In modern society, photographic images are the principal access to realities of which we have no direct experience.
For a war, an atrocity, a pandemic, a natural disaster to become a subject of concern, it has to reach people through the internet, television, magazines, newspapers.
The upsetting photography have the quality of being memorable – that is, unforgettable.
The photo is like a quotation or proverb – easy to retain. All of us mentally stock hundred s of photographic images, subject to instant recall. Don McCullin’s image of the shock shocked marine from the Tet Offensive in Vietnam.
Photographs identify events. Photographs make events important and memorable. Narrative makes us understand but photographs make us remember.

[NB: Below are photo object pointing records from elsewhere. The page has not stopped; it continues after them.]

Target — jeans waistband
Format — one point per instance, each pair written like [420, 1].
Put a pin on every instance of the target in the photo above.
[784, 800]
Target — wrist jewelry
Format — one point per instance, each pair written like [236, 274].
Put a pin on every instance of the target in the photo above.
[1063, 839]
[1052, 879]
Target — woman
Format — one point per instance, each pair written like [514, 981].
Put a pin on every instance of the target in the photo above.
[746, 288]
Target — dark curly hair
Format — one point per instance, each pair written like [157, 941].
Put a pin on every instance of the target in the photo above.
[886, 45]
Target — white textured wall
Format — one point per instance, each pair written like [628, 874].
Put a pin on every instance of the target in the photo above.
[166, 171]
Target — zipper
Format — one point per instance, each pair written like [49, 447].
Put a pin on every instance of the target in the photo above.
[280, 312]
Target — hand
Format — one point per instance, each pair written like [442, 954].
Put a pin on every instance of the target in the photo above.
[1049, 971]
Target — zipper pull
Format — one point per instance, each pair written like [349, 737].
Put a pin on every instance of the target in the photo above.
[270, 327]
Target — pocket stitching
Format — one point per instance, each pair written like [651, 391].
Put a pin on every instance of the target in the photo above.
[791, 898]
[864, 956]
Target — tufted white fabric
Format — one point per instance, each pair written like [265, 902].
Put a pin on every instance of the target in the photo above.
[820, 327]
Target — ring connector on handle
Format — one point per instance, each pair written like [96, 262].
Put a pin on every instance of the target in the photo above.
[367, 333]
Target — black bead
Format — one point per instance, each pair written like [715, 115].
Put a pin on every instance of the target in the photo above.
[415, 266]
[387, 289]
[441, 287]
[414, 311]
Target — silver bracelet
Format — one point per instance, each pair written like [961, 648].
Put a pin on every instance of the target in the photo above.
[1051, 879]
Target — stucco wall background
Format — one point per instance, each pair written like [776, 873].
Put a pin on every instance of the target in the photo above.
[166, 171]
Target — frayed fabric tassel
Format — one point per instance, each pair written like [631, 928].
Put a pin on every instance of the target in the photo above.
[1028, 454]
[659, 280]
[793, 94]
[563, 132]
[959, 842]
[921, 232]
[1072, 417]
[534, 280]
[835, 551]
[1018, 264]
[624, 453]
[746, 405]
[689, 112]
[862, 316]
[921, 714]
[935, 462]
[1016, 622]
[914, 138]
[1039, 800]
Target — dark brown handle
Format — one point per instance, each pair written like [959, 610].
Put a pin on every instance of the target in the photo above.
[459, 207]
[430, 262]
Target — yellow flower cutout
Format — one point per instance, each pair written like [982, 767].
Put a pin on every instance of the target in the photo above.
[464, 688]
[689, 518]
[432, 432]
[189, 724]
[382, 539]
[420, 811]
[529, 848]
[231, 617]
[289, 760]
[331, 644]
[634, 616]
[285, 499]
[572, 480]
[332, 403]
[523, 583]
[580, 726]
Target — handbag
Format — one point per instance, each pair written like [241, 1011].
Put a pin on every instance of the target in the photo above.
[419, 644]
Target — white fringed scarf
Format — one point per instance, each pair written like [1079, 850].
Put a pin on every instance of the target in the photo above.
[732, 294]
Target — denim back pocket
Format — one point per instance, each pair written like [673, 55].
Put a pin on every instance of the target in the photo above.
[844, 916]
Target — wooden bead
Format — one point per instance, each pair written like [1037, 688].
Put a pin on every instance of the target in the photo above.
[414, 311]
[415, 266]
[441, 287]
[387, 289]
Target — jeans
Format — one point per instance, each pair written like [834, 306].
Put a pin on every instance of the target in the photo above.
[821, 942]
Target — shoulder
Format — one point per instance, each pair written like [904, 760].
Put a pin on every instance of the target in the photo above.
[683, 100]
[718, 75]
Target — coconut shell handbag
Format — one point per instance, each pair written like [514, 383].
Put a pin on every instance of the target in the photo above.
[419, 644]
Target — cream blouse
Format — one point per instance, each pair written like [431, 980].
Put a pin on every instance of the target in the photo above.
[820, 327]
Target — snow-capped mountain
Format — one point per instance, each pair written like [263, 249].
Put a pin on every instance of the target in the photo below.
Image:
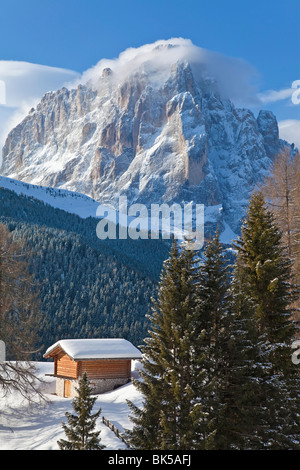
[161, 132]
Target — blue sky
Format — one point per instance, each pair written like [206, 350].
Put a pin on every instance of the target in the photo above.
[75, 34]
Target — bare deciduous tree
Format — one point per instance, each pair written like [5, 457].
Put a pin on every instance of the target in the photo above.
[282, 192]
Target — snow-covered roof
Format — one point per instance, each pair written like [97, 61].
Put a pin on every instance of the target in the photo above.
[96, 348]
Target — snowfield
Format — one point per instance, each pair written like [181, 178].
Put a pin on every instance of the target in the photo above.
[38, 426]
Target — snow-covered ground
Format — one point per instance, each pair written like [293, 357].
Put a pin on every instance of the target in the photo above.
[39, 426]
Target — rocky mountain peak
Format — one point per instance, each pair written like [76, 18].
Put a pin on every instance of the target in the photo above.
[159, 133]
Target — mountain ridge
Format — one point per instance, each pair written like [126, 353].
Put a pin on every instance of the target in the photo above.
[160, 135]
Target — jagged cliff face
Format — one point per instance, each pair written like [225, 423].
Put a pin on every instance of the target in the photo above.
[155, 141]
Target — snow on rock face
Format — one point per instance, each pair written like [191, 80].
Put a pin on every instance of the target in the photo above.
[153, 137]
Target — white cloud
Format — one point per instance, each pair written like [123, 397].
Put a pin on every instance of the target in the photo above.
[272, 96]
[289, 130]
[235, 77]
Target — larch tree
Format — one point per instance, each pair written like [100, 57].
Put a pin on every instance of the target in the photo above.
[282, 193]
[265, 270]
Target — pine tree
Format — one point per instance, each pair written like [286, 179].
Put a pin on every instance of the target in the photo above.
[171, 410]
[265, 270]
[80, 429]
[211, 335]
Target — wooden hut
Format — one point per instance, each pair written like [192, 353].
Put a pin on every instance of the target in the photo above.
[107, 363]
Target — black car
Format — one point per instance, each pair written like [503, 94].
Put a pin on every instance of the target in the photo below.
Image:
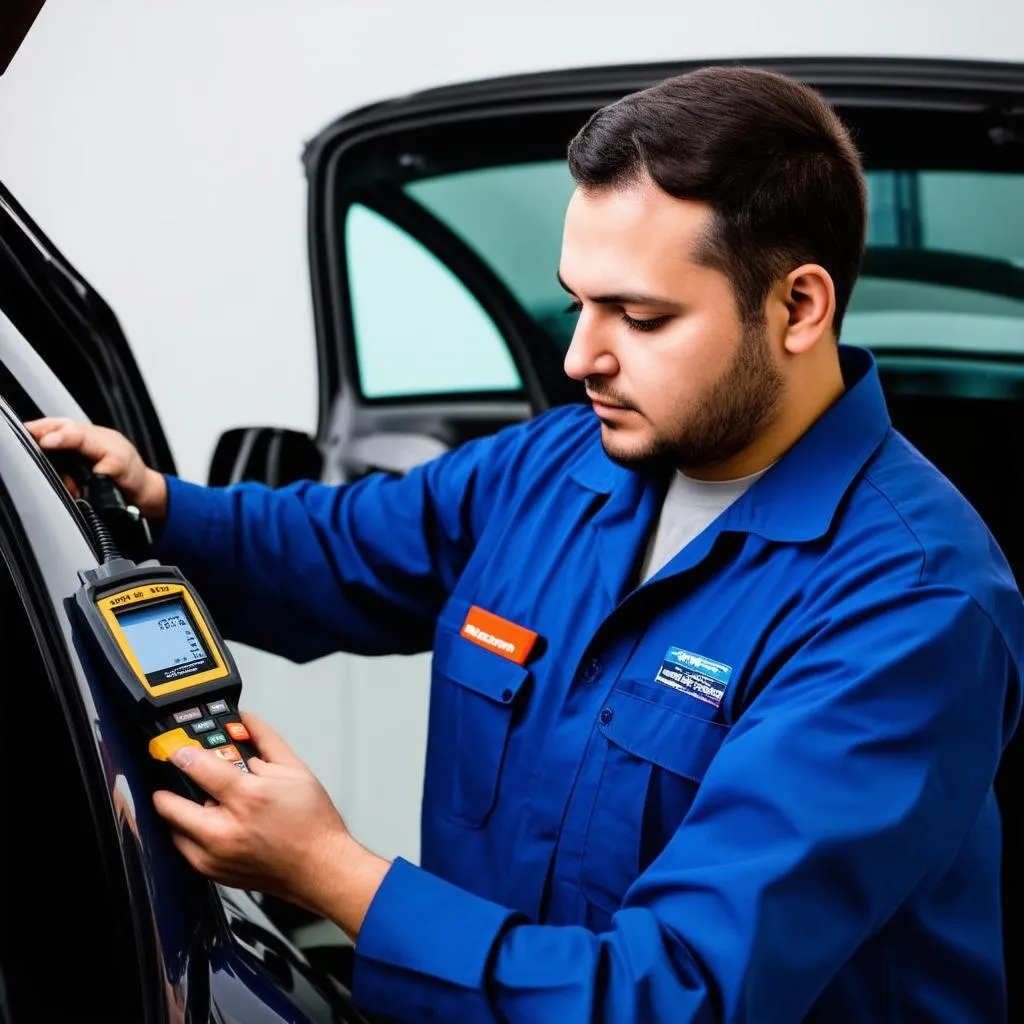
[461, 192]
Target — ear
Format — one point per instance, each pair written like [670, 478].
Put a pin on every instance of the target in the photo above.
[809, 296]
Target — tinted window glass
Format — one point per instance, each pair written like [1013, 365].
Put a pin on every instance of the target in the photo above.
[945, 266]
[418, 329]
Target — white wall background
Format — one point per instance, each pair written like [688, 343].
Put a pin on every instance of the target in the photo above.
[158, 144]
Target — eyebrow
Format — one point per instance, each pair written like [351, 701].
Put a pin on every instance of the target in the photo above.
[624, 298]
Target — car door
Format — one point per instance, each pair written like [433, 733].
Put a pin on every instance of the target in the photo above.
[123, 929]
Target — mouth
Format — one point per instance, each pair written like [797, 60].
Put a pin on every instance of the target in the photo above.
[604, 406]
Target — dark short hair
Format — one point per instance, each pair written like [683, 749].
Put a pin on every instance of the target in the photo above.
[768, 155]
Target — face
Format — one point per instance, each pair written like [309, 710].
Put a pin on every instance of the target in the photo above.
[675, 376]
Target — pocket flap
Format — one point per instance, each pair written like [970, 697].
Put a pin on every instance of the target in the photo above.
[477, 669]
[660, 735]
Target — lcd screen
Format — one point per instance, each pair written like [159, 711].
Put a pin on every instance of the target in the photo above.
[165, 641]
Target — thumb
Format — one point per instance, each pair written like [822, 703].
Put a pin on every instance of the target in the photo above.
[270, 747]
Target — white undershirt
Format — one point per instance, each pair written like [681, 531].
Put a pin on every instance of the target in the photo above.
[688, 508]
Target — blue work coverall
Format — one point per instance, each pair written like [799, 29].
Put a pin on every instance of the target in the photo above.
[758, 787]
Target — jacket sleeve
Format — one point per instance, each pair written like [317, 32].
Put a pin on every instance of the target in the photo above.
[307, 569]
[853, 776]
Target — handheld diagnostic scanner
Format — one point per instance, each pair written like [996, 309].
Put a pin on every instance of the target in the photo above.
[156, 637]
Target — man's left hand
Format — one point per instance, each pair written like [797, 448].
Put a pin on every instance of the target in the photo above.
[272, 829]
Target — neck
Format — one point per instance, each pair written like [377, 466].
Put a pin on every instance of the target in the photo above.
[806, 398]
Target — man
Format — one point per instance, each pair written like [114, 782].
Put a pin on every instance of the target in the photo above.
[723, 668]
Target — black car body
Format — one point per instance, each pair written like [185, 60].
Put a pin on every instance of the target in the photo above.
[121, 930]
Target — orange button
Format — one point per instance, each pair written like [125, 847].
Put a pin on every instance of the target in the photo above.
[166, 743]
[499, 635]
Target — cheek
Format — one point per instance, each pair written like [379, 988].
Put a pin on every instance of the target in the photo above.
[673, 368]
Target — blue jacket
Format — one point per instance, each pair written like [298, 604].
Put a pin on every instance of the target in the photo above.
[758, 787]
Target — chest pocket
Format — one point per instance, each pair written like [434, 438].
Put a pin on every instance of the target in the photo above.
[655, 758]
[474, 697]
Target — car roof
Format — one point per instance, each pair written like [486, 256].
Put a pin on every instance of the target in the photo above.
[579, 83]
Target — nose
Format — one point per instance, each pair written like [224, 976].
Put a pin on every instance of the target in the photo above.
[588, 354]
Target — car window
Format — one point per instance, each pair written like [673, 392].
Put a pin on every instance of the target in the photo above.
[945, 266]
[400, 295]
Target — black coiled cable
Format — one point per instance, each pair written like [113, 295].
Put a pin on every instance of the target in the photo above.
[108, 549]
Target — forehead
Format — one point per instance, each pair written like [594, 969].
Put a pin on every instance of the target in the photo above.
[637, 228]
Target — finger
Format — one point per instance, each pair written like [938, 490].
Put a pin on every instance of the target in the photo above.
[185, 815]
[78, 436]
[271, 769]
[270, 745]
[209, 772]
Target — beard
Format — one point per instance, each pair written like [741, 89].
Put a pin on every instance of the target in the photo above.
[726, 419]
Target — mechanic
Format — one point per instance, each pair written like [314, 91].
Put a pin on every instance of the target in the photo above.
[722, 667]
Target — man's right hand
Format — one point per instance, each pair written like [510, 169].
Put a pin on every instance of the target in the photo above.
[111, 454]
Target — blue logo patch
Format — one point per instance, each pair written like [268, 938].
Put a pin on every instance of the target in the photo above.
[695, 675]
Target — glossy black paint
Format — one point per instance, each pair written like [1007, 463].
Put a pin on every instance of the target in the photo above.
[198, 949]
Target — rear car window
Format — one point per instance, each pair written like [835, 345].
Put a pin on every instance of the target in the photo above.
[944, 267]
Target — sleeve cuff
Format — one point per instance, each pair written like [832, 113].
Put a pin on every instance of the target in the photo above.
[424, 948]
[194, 514]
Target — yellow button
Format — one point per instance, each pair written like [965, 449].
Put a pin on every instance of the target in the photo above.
[166, 743]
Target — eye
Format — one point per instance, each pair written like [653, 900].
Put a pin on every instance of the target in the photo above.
[646, 325]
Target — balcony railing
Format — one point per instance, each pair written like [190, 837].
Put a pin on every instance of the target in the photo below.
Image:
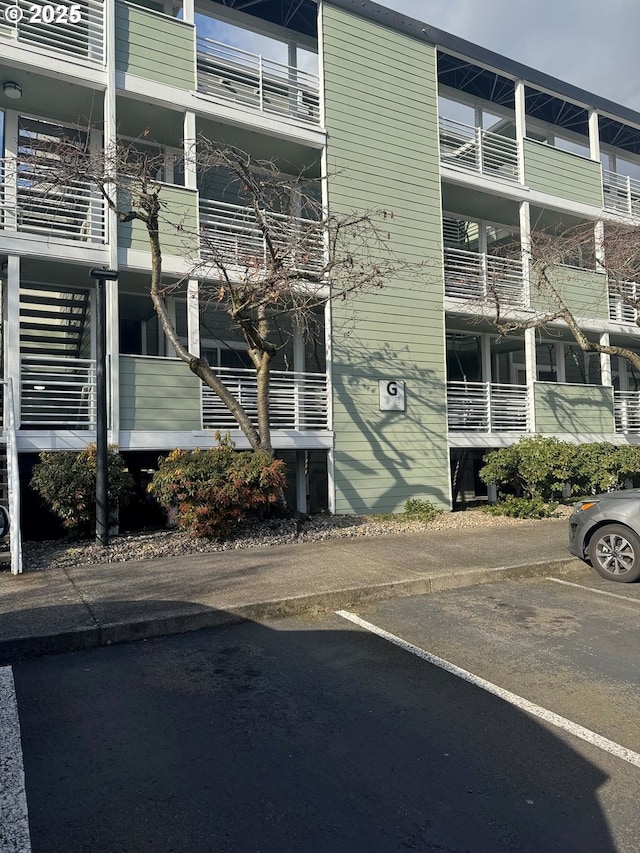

In photojournalism, sometimes labelled ‘concerned photography’ or ‘the photography of conscience’ no-one has surpassed in breadth, directness, in intimacy and unforgettability the work of Don McCullin. He brings back news from Hell, he wants to sadden, he was to arouse.
There is thought that images no longer have the impact that they once had. Michael Ignatieff has written that ‘war photography, thanks to TV, has become banal. We are flooded with images of atrocity on a daily basis and they become transmute. But it is also essential to enlighten the world, to make people aware of what humans are capable of . The atrocious images should haunt us. They may only be snap shots of the full reality but they perform an immensely positive function. The images says ‘keep these events in your mind.’ the image is an invitation to pay attention, to reflect, to learn.
They provoke questions – Who caused what the picture shows? Who is responsible? Is it excusable? Was it inevitable? Is it an event we should be challenging? Photographs can start us on our way to asking these questions.